Refer to slide 21 in lecture on “Development of the CNS”

Question 21

Explain the reason for the curvature of the brain, including internal structures.

Answer 21

“The cerebral hemispheres and lateral ventricles become C-shaped as a result of the non-uniform expansion of the telencephalon. As the frontal, parietal, temporal and occipital lobes grow the telencephalon expands like an inflating balloon. A small island of tissue overlying the basal ganglia expands comparatively little and is progressively ‘swallowed up’ by the surrounding frontal, parietal and temporal lobes (opercula of cortex from each adjacent lobe cover the insula). This region corresponds to the insula, which is hidden within the depths of the lateral sulcus in the mature brain.
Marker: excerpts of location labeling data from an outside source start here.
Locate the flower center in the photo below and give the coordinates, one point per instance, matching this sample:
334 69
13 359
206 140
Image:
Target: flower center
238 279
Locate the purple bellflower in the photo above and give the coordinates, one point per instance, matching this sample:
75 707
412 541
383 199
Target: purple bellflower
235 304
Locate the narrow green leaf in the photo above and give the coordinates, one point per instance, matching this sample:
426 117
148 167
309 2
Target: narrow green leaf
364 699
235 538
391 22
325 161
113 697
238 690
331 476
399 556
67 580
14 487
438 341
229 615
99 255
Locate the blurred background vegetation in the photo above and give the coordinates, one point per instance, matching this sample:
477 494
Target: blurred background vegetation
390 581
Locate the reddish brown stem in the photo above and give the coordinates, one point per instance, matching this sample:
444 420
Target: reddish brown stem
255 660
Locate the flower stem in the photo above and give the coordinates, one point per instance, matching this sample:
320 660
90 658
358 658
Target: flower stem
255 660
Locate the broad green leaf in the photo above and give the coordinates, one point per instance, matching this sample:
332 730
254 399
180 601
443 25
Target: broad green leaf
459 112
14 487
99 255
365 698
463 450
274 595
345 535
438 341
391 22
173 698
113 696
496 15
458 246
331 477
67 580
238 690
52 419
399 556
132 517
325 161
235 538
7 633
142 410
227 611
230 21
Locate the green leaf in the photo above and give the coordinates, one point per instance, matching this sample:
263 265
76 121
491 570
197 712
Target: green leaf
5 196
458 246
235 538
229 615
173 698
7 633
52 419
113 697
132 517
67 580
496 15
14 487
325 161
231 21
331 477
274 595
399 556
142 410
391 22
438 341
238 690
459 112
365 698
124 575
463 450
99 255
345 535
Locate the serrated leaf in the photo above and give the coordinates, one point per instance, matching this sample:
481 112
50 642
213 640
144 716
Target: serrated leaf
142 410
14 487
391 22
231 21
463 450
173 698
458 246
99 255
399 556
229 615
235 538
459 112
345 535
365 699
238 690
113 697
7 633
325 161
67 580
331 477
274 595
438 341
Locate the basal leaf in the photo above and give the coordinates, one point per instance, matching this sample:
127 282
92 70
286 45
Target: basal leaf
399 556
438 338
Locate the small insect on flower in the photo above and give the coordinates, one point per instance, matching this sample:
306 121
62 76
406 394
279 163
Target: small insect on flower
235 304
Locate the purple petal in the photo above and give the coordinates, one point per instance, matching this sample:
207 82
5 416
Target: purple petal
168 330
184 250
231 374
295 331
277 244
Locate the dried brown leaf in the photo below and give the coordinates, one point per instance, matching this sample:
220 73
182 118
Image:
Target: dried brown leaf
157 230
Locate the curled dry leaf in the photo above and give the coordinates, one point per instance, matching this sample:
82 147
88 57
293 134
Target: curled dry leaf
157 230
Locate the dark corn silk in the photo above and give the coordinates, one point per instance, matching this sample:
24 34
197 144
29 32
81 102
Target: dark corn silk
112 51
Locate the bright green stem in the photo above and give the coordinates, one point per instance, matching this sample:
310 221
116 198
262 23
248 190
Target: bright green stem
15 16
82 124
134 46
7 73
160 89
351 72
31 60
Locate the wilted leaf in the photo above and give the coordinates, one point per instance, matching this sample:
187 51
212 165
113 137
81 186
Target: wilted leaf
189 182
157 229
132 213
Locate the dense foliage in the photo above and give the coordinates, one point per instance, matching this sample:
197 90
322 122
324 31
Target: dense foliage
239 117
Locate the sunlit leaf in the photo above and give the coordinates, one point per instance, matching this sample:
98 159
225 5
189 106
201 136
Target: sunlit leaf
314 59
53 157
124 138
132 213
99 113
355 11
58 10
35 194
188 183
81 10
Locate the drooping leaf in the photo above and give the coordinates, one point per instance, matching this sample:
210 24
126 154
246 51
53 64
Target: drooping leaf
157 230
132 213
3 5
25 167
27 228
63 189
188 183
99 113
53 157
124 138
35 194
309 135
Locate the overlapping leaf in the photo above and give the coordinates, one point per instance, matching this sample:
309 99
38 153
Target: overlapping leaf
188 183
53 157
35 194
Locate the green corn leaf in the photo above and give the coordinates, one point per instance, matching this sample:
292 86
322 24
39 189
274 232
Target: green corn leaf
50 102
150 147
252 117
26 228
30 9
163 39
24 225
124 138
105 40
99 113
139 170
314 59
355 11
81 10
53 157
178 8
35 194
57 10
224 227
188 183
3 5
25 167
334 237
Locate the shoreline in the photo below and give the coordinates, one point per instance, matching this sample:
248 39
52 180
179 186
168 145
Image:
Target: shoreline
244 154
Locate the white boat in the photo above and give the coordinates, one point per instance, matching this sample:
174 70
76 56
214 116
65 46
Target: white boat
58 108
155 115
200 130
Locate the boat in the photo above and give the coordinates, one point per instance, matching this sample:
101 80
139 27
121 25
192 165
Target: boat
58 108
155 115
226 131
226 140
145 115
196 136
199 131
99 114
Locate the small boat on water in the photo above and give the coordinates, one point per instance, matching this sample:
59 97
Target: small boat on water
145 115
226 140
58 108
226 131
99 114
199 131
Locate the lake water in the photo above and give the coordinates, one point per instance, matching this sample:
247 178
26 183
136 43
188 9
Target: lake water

As the telencephalon continues to expand it eventually envelops and fuses with the diencephalon. Once this has happened, axons can pass directly between the cerebral hemispheres and brain stem, traversing the basal ganglia and partially dividing them. Many internal hemispheric structures are distorted by the expansion of the cerebral hemispheres and take on the same C-shaped profile as the lateral ventricles. These include the hippocampus and its outflow pathway, the fornix.” Also include Corpus Callosum, interventricular foramen, Caudate Nucleus.

Question 22

Define cephalic flexure.

Answer 22

the sharp, ventrally concave bend in the developing midbrain of the embryo.

Question 23

Identify the main brain lobes and grooves.

Answer 23

FRONTAL LOBE
Central sulcus
PARIETAL LOBE
Parieto-occipital sulcus 
OCCIPITAL LOBE
Pre-occipital notch
TEMPORAL NOTCH 

Lateral fissure (“separates the frontal and parietal lobes from the temporal lobes, insular cortex lies deep within the lateral sulcus”)

Question 24

What is the function of gyri ?

Answer 24

Gyri increase surface and volume of grey matter

Question 25

When do brain lobes and groove become evidence ?

Answer 25

At full term.

Question 26

Describe the anatomical location of the lateral ventricles.

Answer 26

“Begins in the temporal lobe, travels through a body in the parietal lobe and frontal lobe, and ultimately terminates at the interventricular foramina where each lateral ventricle connects to the single, central third ventricle”

Question 27

What is the function of the fornix ?

Answer 27

Connects hippocampus with anterior structures

Question 28

What is the function of the Corpus Callosum ?

Answer 28

Connects the two cerebral hemispheres

Question 29

What is the main function of the hippocampus ?

Answer 29

Role in memory

Question 30

What lobe is the hippocampus located in ?

Answer 30

Temporal lobe

Question 31

What is the role of the Interventricular foramen of Monro ?

Answer 31

Fluid filled space

Question 32

Describe the anatomical location of the fornix.

Answer 32

Loops around the III ventricle and diencephalon, connects hippocampus with anterior structures

Question 33

Identify the fornix, Corpus Callosum, Lateral ventricle, Hippocampus, and Interventricular Foramen on a sagittal plane of the brain.

Answer 33

Refer to slides 31 and 32 of lecture “Development of the CNS”

Question 34

Identify the fornix, Corpus Callosum, Lateral ventricle, Hippocampus on a coronal plane of the brain.

Answer 34

Refer to slide 33 of lecture “Development of the CNS”

Question 35

What is the Caudate Nucleus ?

Answer 35

An elongated, arched gray matter mass closely related to the lateral ventricle throughout its entire extent, which, together with the putamen, forms the neostriatum (it’s a basal ganglion). Functions in motor control.

Question 36

What is a basal ganglion ? Identify its main structural components.

Answer 36

Any of several masses of gray matter embedded in the cerebral hemispheres that are involved in the regulation of voluntary movement.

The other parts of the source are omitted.